Newman College of Higher Education in Bartley Green was this week made a "university college" by the Government.
It means the centre has been judged good enough to issue degrees in its name, rather than having to link up with another more established institution.
But the college has been barred from calling itself a full university - despite its courses been judged equal in quality - because it is considered too small.
Under arcane Government rules, a higher education institution has to have more than 4,000 students to gain full university status.
Newman currently has 3,000, though the centre is rapidly growing. Last year alone applicants for places on its 49 undergraduate courses grew by 22.8 per cent.
Principal, Pamela Taylor said: "If we grow to 4,000 full-time students then we can apply to become a fully-fledged university.
"We would be delighted to be Birmingham's fourth university. It is something we will continue to work towards. At the moment we are in a position where demand for places outstrips provision.
"We are trying to get funding so we can have additional provision."
Newman was originally established as a teacher training college. Some 30 per cent of its students are still trainee teachers, but provision in other subjects has grown significantly in recent years.
It now offers a wide range of courses from sports, to English, history and geography as well as vocational foundation degrees.

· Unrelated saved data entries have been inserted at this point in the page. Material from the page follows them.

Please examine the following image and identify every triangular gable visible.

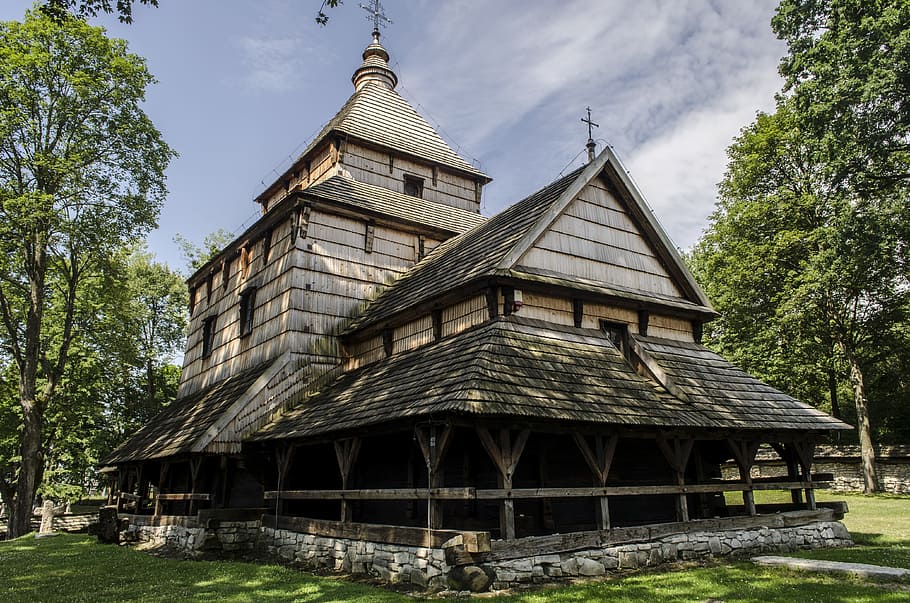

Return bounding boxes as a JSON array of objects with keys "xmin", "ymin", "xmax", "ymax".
[
  {"xmin": 516, "ymin": 176, "xmax": 682, "ymax": 298},
  {"xmin": 498, "ymin": 147, "xmax": 713, "ymax": 309}
]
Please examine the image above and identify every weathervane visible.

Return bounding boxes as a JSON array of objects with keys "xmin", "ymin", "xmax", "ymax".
[
  {"xmin": 581, "ymin": 106, "xmax": 599, "ymax": 162},
  {"xmin": 360, "ymin": 0, "xmax": 392, "ymax": 41}
]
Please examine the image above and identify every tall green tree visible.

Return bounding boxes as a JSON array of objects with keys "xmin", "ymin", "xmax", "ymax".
[
  {"xmin": 0, "ymin": 11, "xmax": 173, "ymax": 537},
  {"xmin": 773, "ymin": 0, "xmax": 910, "ymax": 199},
  {"xmin": 691, "ymin": 99, "xmax": 908, "ymax": 494}
]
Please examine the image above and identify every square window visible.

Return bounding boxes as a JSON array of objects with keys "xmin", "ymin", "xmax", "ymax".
[
  {"xmin": 202, "ymin": 316, "xmax": 217, "ymax": 357},
  {"xmin": 239, "ymin": 288, "xmax": 257, "ymax": 337},
  {"xmin": 403, "ymin": 174, "xmax": 424, "ymax": 198}
]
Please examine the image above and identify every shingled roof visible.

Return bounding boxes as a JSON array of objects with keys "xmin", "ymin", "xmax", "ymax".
[
  {"xmin": 632, "ymin": 334, "xmax": 851, "ymax": 432},
  {"xmin": 252, "ymin": 316, "xmax": 711, "ymax": 441},
  {"xmin": 302, "ymin": 174, "xmax": 486, "ymax": 234},
  {"xmin": 299, "ymin": 81, "xmax": 488, "ymax": 180},
  {"xmin": 101, "ymin": 361, "xmax": 273, "ymax": 465}
]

Inspectors from the Quality Assurance Agency, the standards body for higher education, spent 12 months at Newman College assessing its provision.
"The QAA sent in a team of reviewers and they lived with us for a year," said Ms Taylor. "They go over everything. They interview students and staff, local employers and other stakeholders.

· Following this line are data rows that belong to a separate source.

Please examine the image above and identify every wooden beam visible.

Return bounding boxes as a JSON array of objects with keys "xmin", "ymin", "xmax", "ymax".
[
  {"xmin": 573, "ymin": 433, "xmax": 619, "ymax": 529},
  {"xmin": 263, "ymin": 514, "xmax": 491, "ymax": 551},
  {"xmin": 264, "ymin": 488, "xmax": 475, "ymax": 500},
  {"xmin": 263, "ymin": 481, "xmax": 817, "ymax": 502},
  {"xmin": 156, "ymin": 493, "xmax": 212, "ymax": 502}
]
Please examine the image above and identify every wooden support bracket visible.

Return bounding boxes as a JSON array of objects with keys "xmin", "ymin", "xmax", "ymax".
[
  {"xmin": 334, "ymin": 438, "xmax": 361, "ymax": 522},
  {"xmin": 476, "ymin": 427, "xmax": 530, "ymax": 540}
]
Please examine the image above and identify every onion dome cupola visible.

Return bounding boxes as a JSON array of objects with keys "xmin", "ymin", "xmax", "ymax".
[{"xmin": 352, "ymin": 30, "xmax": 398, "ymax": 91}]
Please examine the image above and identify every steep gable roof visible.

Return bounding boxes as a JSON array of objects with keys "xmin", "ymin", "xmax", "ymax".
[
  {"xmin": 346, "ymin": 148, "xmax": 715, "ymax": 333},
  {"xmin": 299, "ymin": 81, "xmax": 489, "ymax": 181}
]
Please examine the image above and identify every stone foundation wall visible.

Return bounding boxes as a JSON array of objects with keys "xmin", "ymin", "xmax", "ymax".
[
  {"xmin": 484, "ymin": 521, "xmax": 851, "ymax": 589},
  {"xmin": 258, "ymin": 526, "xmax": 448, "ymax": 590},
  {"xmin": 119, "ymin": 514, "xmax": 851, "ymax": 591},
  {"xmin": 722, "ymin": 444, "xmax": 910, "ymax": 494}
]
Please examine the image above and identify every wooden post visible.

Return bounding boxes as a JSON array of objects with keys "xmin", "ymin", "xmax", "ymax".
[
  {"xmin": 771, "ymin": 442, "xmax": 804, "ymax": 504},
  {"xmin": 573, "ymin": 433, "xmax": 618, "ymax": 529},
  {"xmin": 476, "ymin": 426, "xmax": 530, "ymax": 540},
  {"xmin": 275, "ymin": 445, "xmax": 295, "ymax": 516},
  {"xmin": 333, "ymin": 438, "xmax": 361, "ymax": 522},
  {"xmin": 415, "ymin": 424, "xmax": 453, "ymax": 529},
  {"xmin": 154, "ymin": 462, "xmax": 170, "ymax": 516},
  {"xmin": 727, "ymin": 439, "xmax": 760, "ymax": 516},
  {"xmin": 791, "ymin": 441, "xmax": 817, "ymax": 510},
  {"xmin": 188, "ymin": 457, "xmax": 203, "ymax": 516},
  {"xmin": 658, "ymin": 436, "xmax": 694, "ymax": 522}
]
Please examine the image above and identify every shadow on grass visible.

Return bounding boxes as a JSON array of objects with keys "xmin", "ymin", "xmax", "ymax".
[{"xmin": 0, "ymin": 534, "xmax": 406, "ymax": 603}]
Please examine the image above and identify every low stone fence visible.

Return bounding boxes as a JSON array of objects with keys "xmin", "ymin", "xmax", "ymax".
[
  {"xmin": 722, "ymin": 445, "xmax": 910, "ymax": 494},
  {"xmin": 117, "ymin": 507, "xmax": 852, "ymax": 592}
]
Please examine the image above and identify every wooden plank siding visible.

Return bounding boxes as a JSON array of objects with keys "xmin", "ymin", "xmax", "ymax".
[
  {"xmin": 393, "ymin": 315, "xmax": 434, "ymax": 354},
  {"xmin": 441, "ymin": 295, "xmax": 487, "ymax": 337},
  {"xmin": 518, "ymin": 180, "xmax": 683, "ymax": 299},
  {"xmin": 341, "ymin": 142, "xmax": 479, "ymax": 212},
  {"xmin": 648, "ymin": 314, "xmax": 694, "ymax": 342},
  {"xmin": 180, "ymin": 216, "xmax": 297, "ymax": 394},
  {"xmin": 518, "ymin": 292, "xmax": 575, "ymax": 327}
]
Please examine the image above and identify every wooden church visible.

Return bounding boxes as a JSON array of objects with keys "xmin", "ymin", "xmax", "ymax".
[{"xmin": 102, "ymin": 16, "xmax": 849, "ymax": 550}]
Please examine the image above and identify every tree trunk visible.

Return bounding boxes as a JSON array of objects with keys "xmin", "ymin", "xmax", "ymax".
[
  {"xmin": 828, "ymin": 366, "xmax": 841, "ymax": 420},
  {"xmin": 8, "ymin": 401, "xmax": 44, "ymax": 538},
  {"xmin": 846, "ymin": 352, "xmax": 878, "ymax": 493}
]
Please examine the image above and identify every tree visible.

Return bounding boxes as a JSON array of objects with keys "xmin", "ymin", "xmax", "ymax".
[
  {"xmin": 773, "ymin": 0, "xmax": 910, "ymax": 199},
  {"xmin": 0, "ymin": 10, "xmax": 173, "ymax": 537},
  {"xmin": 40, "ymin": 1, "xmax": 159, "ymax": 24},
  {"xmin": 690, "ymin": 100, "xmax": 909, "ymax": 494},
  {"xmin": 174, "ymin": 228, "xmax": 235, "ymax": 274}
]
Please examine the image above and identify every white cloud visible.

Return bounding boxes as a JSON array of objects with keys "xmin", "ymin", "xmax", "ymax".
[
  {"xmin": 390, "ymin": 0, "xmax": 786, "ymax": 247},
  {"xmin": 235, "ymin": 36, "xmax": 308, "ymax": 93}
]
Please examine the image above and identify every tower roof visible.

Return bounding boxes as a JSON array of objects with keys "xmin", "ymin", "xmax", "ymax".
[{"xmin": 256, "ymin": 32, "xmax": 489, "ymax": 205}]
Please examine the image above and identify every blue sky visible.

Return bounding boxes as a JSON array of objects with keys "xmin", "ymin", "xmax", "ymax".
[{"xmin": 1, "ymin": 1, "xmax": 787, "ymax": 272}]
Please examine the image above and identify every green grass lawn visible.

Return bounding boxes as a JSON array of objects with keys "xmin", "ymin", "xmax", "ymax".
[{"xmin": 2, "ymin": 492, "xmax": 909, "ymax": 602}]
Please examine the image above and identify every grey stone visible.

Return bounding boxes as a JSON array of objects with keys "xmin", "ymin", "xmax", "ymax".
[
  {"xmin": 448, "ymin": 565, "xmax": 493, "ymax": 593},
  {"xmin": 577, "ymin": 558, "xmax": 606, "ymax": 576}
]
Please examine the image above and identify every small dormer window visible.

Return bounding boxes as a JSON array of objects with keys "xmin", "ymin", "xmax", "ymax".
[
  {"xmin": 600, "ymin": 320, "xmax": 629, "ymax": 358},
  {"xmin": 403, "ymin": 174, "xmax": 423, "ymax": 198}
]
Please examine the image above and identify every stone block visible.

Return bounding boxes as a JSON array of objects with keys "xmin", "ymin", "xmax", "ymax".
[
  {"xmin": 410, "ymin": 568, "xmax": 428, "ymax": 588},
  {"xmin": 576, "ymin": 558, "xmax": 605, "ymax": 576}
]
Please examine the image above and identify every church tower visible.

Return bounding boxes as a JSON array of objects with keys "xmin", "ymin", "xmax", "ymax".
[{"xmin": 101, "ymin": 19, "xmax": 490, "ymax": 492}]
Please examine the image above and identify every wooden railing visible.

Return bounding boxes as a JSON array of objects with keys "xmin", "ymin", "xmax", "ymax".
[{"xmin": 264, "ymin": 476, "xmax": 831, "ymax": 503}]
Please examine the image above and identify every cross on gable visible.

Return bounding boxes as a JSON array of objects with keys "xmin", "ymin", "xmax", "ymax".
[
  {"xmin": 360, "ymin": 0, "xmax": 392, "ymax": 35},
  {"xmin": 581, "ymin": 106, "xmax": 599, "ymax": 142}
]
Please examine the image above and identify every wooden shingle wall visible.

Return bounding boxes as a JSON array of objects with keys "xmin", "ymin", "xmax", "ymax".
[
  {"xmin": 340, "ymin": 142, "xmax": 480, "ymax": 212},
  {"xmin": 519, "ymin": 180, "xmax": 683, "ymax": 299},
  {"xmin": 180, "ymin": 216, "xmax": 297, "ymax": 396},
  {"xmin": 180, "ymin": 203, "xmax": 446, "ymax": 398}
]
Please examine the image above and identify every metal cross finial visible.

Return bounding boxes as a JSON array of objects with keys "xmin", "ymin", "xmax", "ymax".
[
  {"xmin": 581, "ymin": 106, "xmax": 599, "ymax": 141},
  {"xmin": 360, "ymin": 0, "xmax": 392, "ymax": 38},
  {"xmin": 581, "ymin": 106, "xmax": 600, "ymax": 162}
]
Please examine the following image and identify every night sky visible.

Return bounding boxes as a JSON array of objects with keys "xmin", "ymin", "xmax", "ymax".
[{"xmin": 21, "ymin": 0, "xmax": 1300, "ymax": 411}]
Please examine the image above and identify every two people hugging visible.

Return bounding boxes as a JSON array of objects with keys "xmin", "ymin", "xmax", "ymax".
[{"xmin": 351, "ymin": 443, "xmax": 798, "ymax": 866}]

"They really drill down into your quality and standards. The outcome of being awarded this by the Privy Council confirms what we offer students is on par with what any other university offers students.
"We will be able to offer the same experience in terms of quality."

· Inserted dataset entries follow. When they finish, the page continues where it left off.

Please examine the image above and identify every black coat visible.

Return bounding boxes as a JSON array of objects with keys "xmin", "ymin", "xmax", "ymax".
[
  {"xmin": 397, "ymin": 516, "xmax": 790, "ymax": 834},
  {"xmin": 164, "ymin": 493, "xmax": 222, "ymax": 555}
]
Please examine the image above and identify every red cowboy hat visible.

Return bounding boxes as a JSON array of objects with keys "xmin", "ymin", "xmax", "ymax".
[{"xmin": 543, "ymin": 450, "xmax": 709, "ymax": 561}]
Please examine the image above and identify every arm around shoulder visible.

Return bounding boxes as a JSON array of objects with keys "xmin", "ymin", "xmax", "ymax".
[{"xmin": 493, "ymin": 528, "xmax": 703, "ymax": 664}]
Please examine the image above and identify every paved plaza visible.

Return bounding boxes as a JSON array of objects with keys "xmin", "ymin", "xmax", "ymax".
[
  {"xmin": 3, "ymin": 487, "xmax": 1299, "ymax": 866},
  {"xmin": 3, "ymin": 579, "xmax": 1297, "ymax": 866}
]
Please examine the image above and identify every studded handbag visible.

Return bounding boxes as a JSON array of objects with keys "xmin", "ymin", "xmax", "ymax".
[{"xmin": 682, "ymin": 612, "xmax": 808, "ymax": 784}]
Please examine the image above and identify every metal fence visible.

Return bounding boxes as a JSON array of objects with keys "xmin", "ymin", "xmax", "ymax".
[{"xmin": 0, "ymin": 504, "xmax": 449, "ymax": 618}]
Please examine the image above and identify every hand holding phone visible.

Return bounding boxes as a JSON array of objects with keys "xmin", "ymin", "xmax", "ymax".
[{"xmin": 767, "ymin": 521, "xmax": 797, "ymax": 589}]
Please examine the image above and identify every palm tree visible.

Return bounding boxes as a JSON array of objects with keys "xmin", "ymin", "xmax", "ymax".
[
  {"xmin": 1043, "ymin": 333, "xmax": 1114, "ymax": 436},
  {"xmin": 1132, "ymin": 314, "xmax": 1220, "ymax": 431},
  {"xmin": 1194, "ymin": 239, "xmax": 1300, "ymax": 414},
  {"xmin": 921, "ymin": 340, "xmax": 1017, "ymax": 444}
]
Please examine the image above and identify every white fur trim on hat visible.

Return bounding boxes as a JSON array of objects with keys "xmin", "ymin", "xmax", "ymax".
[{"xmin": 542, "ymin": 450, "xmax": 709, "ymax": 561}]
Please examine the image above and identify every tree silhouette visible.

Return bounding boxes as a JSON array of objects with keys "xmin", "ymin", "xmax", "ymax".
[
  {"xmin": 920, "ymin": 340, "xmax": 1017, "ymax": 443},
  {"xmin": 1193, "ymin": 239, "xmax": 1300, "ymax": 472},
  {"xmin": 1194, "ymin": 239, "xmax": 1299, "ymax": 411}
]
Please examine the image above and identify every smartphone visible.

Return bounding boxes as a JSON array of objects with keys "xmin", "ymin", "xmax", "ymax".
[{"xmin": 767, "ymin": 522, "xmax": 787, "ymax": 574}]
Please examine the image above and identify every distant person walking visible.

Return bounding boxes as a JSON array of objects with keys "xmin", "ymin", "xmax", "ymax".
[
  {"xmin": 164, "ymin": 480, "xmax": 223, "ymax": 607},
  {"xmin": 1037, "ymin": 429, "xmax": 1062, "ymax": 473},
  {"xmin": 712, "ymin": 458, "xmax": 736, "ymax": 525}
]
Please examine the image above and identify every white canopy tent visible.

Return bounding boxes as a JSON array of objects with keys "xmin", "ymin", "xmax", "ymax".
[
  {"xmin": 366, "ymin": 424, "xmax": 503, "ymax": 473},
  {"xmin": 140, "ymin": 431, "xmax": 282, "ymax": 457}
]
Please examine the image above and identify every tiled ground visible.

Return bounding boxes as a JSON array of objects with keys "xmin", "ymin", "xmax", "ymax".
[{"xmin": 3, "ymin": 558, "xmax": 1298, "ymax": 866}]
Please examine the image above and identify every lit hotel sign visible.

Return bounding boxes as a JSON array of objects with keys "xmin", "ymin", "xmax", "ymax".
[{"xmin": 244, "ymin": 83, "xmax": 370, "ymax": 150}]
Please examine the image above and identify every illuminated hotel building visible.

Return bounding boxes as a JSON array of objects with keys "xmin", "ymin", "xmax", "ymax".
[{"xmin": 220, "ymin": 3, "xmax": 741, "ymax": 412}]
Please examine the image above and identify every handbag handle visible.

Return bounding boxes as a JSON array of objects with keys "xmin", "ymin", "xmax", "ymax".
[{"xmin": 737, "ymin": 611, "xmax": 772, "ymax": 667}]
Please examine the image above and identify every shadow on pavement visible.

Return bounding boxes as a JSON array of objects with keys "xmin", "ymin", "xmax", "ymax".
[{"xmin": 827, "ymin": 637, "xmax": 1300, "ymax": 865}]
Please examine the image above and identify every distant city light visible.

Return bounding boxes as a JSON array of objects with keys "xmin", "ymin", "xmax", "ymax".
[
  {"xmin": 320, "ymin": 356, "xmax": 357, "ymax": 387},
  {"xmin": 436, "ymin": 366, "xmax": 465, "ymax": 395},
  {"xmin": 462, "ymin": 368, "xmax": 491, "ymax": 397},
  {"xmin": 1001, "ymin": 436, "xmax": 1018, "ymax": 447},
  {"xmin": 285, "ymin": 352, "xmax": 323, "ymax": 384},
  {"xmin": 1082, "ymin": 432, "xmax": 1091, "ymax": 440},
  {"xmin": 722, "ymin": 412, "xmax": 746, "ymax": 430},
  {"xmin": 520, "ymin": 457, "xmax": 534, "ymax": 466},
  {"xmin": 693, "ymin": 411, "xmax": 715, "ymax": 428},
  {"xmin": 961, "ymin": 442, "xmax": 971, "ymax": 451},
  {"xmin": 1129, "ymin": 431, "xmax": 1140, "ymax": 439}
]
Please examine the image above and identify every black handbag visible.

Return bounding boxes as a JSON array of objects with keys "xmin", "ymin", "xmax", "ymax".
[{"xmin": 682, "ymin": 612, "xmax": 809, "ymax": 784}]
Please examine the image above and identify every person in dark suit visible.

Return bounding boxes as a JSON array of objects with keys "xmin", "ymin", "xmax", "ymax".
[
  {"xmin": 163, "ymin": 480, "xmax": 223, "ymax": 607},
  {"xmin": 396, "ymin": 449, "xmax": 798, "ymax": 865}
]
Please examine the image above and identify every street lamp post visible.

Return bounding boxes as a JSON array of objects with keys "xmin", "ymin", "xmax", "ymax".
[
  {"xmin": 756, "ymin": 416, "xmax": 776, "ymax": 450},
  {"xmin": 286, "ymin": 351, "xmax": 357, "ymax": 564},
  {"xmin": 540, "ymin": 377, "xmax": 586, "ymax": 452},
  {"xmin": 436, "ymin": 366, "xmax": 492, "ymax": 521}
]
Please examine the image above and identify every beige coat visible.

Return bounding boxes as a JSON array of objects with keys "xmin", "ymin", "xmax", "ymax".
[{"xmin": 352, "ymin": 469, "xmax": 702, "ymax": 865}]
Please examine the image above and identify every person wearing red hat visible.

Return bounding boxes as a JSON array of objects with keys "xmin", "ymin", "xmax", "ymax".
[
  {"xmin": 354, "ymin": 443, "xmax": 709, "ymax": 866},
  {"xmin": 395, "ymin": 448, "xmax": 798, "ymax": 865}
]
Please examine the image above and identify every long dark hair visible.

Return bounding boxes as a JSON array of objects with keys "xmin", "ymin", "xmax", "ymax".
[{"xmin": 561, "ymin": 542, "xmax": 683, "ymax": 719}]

A name change will soon be confirmed for Newman by the Privy Council, which sanctions changes in status to higher education institutions.
Because of the size issue, however, Newman is likely to retain the word "college" within its title.
Ms Taylor said the institution prided itself on the greater intimacy afforded by its size, rather than seeing it as a reason to be penalised.
"If you look at the best universities in the country, what they offer is a terrific opportunity for students in terms of the range of courses they offer.
"What distinguishes them is they offer both the arts and the science. Where I would place us is we are a liberal arts university.
"There is a place in the UK sector for smaller liberal arts universities. But we are content with university status and we will spend the next few years strengthening every aspect of our provision for students."
A £15 million refurbishment programme has started at Newman which is set to transform the site.
Ms Taylor described the centre as "Birmingham's best kept secret", because of its location on the edge of the city, which was beginning to gain wider recognition.
"This will be a huge boost to Birmingham," she said.
"It means Birmingham can be very proud to have another institution that is offering real choice for students. I hope it will add to the reputation Birmingham has got in learning."